Lady Violet Greville was the daughter of the Duke of Montrose and his formidable wife Caroline, and became, in the 1880s and 1890s, the author of a ladies column in the Graphic. In the following piece, she minces no words about the presence of bores in late Victorian society, and it seems we in the 21st century have yet to escape these types of people!
A certain number of people serve at parties the purpose of what, in theatrical language, are called “feeders”; though unimportant in themselves, the whole of the play turns on their doings and sayings. First comes the elderly maiden or dowager, who goes everywhere, who is neither young nor attractive, nor brilliantly clever; very often not even rich, yet useful in her way. She introduces the impecunious somebodies, who want to dine, to the rich nobodies, who desire to give gorgeous feeds. In herself, the elderly maiden, whose attractions for anybody but the second-hand clothes-dealer are nil, has no merit -r but as a feeder she becomes very necessary. People ask one another who is Miss Seraphina’s latest friend, and is she very rich; this is a sine qua non—for the whole of one season at least, till the parvenue kicks down the ladder by which she has risen. Miss Seraphina lunches, dines, and sups gratis, and invites her friends to do the same.
London Society is now so large that these social go-betweens have become absolutely necessary; yet they are bores too. Wherever you go, you meet them, puffing and important—at Royalty’s crushes, or in a prominent place at a first-night dramatic performance, or in the sacred precincts of the private view. They are ubiquitous, like flies, and, like some tropical flies, they can sting too.
Then there is the aggressive bore—the man who has made his money in dead-meat, or whiskey, or American mines, or guano, or some extraordinary pigment, and is never tired of telling you how rich he is, and what everything in his house cost, until you feel qualified to sit down and write out a price list on the spot.
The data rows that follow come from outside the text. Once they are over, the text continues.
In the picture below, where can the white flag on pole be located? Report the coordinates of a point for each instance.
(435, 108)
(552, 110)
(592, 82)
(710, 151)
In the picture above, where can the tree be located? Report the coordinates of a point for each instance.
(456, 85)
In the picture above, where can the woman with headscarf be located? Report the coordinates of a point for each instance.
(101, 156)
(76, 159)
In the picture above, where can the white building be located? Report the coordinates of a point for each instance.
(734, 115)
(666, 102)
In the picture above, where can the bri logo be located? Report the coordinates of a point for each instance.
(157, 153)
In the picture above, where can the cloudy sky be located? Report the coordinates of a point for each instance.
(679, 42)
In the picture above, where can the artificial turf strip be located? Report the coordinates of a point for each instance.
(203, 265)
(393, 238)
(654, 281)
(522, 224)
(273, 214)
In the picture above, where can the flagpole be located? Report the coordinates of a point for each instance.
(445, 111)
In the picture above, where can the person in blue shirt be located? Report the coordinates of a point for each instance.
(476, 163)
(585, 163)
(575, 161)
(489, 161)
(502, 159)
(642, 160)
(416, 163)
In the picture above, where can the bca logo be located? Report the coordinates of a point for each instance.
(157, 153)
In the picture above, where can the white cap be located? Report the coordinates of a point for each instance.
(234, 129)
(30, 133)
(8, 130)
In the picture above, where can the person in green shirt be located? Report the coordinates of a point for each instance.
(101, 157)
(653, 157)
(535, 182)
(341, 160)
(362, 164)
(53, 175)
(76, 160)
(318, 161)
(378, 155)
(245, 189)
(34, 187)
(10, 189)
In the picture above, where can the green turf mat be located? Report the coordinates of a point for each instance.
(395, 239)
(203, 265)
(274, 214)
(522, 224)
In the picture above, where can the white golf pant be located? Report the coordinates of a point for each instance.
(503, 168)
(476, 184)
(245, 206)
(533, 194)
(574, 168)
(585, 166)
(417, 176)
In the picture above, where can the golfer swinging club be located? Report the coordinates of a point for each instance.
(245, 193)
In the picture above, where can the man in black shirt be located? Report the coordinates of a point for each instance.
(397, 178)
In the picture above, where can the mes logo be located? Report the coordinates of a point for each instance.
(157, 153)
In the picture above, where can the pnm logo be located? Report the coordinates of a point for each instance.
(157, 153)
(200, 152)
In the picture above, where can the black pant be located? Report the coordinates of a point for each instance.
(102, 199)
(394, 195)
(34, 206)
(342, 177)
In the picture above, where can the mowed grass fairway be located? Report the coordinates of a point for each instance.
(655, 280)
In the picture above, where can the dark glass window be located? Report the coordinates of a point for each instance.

The man who raves about his handsome wife (a solid piece of flesh, clad in ultratight Parisian clothes), and her influential relations, who descants by the hour on his French cook or his high-priced wines, as if none had ever eaten or drunken before, and as if people of quality did not always dine well ; the man who stuns you with the enumeration of the large sums his pictures cost, or the rarity of his objets d’art. No doubt he is glad to have them, yet the pleasure conferred on his friends by hearing of their merits is somewhat damped by the reflection of the altruistic feeling it requires to rejoice with him.
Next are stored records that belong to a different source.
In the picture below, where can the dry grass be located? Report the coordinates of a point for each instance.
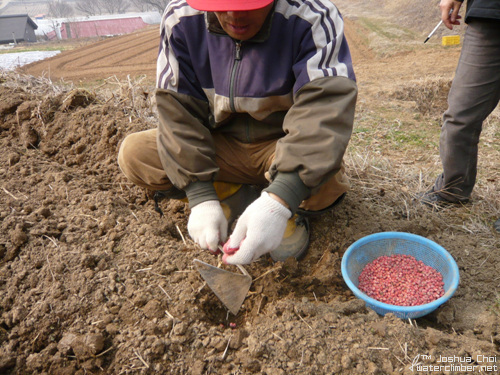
(373, 164)
(428, 94)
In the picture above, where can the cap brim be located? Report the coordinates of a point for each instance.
(228, 5)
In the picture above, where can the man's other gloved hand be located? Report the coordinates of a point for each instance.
(207, 225)
(258, 231)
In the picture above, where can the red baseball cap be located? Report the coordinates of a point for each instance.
(228, 5)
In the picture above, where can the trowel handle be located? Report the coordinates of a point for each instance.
(241, 268)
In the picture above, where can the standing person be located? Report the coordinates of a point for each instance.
(252, 92)
(474, 94)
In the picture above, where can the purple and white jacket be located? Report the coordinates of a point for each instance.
(293, 81)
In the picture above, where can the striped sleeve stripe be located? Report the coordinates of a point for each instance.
(332, 25)
(167, 65)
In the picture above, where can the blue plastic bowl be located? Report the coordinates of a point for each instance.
(369, 248)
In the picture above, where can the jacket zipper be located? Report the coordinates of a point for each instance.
(237, 59)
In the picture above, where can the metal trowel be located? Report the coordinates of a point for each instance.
(231, 288)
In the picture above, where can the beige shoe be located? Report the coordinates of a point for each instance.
(295, 240)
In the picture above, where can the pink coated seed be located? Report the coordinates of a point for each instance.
(401, 280)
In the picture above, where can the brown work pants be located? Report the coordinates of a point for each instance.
(240, 163)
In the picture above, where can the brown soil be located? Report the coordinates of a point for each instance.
(94, 281)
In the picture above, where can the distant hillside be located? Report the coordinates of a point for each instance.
(36, 7)
(419, 16)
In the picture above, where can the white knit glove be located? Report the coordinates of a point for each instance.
(258, 231)
(207, 225)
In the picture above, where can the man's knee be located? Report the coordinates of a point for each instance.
(127, 154)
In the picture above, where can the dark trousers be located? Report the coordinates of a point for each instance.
(474, 94)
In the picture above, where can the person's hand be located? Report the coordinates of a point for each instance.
(207, 225)
(258, 231)
(449, 12)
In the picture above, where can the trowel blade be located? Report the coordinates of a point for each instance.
(231, 288)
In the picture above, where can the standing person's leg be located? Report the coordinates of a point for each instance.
(474, 94)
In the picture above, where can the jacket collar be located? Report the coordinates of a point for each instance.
(213, 26)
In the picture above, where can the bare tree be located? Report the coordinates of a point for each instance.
(60, 9)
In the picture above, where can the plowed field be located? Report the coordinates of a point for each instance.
(94, 281)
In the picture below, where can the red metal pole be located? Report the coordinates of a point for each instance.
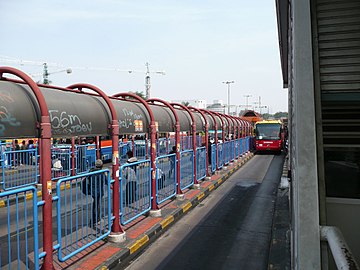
(177, 142)
(45, 154)
(45, 178)
(193, 125)
(97, 147)
(153, 131)
(116, 228)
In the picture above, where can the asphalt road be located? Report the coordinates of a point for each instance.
(231, 229)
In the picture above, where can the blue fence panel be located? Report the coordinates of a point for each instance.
(199, 141)
(162, 147)
(237, 148)
(213, 158)
(61, 162)
(243, 144)
(186, 169)
(19, 246)
(135, 190)
(140, 149)
(247, 146)
(226, 153)
(166, 177)
(106, 153)
(232, 150)
(124, 147)
(220, 155)
(186, 142)
(85, 157)
(200, 163)
(83, 212)
(23, 171)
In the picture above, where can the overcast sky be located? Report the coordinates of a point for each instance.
(199, 44)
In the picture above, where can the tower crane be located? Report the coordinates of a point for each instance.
(46, 73)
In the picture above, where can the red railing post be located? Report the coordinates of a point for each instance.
(117, 233)
(45, 164)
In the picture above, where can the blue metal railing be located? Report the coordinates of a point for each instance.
(19, 168)
(232, 150)
(166, 178)
(19, 246)
(200, 163)
(135, 190)
(61, 162)
(162, 147)
(186, 169)
(83, 212)
(237, 148)
(124, 147)
(85, 157)
(220, 154)
(213, 158)
(140, 149)
(226, 153)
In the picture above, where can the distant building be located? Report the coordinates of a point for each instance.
(196, 103)
(218, 106)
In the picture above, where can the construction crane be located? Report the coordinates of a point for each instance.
(147, 74)
(45, 74)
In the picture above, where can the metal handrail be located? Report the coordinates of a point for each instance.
(339, 249)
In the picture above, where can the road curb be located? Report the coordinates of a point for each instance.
(136, 246)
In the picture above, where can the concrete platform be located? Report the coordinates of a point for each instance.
(144, 230)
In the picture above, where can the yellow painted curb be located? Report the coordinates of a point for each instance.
(186, 206)
(138, 244)
(167, 221)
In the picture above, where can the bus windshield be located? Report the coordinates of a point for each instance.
(268, 131)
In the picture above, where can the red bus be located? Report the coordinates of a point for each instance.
(269, 136)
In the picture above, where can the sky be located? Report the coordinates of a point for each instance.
(199, 45)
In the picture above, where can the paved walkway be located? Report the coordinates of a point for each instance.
(142, 231)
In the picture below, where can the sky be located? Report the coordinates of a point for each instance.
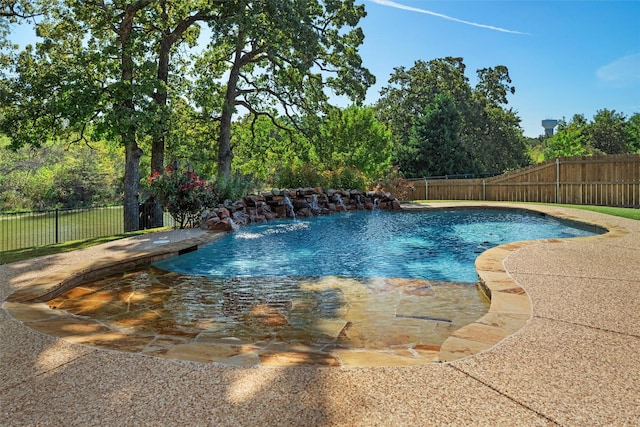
(564, 57)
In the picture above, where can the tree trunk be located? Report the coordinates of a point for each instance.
(158, 142)
(133, 153)
(225, 156)
(126, 114)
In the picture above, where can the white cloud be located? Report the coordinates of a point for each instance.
(623, 71)
(450, 18)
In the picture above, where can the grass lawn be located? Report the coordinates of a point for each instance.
(8, 257)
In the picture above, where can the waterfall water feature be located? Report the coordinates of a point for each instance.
(314, 203)
(358, 201)
(290, 212)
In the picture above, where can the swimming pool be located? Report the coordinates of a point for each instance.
(353, 289)
(435, 245)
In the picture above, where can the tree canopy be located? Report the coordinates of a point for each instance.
(489, 133)
(103, 69)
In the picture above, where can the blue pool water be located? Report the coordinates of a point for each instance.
(434, 245)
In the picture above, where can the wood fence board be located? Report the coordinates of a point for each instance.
(611, 180)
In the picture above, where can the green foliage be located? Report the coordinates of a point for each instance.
(233, 188)
(353, 139)
(607, 133)
(55, 176)
(279, 55)
(393, 182)
(632, 130)
(433, 146)
(183, 194)
(489, 134)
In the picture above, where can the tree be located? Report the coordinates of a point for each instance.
(434, 141)
(632, 130)
(569, 139)
(606, 133)
(88, 75)
(284, 54)
(354, 138)
(490, 133)
(410, 91)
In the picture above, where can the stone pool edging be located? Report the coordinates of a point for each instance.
(510, 308)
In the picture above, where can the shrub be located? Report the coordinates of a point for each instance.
(233, 188)
(183, 194)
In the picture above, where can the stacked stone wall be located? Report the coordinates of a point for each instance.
(293, 203)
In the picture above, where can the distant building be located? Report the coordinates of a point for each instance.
(548, 126)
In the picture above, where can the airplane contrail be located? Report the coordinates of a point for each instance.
(450, 18)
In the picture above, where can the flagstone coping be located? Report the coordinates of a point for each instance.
(509, 311)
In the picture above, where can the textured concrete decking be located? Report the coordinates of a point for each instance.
(574, 362)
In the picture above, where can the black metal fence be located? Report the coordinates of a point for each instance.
(48, 227)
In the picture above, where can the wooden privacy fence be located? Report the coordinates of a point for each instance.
(612, 180)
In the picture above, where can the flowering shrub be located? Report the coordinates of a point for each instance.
(183, 194)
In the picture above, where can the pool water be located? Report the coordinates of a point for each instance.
(353, 289)
(440, 245)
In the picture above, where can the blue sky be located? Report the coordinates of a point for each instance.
(564, 57)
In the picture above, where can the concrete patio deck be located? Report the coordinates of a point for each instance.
(574, 362)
A not less tiresome bore, though very human in her way, is the would-be “smart” person whose life is made up of wishes and regrets, who desires to be among the guests of some great big-wig, and incessantly regrets that she is not. She drags duchesses and marchionesses galore into her conversation, and boasts of her intimacy with dear Lady So-and-so, whom she has probably seen only once when her ladyship received her respecting the character of a servant. She carefully drops the good honest people of her own old acquaintance, while loudly lamenting that they are not in her set. She is always on the fringe of good society; like a frontier state, she is perpetually in hot water, between her fear of not doing quite the right thing, and her dread of being in the least degree affable or kindly to her inferiors, lest she should not be thought ” smart.” Such a woman’s life must be one long period of misery and humiliation; for however tenaciously she may cling to the fashionable circle, there is always some one a little more fashionable just above her; till, like the fox in the fable, she sees too late that grapes are sour. In fact, the special advantage, apparently, of being born a lady is, that you need not try to be one,—which, at any rate, saves a great deal of trouble.
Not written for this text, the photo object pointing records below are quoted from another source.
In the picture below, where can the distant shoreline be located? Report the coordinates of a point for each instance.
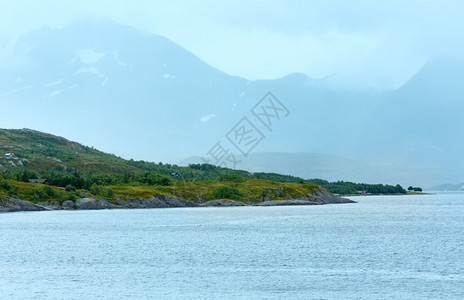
(17, 205)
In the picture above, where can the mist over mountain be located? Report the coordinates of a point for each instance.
(142, 96)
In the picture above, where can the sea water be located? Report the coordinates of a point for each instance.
(384, 247)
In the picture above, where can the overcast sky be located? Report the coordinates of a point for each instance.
(362, 43)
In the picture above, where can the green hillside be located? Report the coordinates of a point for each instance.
(73, 170)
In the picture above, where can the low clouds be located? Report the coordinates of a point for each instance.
(363, 43)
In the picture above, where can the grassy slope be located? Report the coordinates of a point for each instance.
(40, 151)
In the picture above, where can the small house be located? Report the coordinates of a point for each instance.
(9, 156)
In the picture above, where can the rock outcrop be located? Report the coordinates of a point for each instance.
(11, 204)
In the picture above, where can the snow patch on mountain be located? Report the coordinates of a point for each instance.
(57, 92)
(168, 76)
(58, 82)
(208, 117)
(12, 92)
(94, 71)
(88, 56)
(115, 56)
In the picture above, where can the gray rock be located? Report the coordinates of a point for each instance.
(12, 204)
(68, 204)
(86, 203)
(222, 202)
(156, 202)
(286, 202)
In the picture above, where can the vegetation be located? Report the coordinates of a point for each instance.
(74, 170)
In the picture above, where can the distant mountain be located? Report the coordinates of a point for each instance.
(142, 96)
(447, 187)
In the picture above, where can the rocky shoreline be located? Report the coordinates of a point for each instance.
(14, 205)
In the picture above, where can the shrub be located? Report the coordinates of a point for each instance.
(227, 193)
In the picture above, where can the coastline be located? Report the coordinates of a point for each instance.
(16, 205)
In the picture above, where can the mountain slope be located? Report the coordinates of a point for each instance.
(140, 95)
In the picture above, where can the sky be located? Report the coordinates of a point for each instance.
(359, 44)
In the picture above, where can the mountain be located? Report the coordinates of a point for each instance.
(140, 95)
(447, 187)
(41, 171)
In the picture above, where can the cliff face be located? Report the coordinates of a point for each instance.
(12, 204)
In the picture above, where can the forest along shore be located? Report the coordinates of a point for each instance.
(14, 205)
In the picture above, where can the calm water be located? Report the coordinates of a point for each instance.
(409, 247)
After these, the inexpressibly exquisite young man, to whom the cut of a coat, or the set of a shirt-front, or the shape of a tie is an all-important matter, seems quite refreshing—that is to say, so long as you are not suffering from headache ; for in that case, the mingled odours of pungent scents and strong tobacco, which he exhales from his person, will vex your Philistine soul. At least, in the days of the old beaux, tobacco was an unknown luxury. Lord Foppington himself snuffed only in a delicately haughty way, with an occasional pinch out of a diamond-studded snuff-box; and his brother’s invective, “Thou essence-bottle, thou musk-rat!” seems far-fetched, compared with the modern mixture of scent and smoke—quite the most nauseous of compounds—the natural inference to be drawn being that the scent is used to conceal some evil odour.
These may be called the aggressive or pungent bores, among whom I include the sporting bore, who talks of nothing but his wonderful shots, his marvellous prowess, and his feats of activity; the musical bore, who informs you he has gained a note in his vocal register since last you saw him, and expects fulsome admiration for his feeble compositions or his rendering of familiar songs; the literary bore, who manoeuvres to make you buy his books, sending you a copy of his last novel, with ” From the Author” writ thereon in large letters. This volume proves an expensive gift. It means that you must puff the work, or buy some more copies, or review it favourably, or ask some friend’s friend to give it a notice, or, if you should chance to be a solicitor or a barrister, do the author’s legal business for him henceforth gratis. It is so difficult to refuse a man who has made you what he deems a valuable present, even though it be only a feeble volume of his own composition!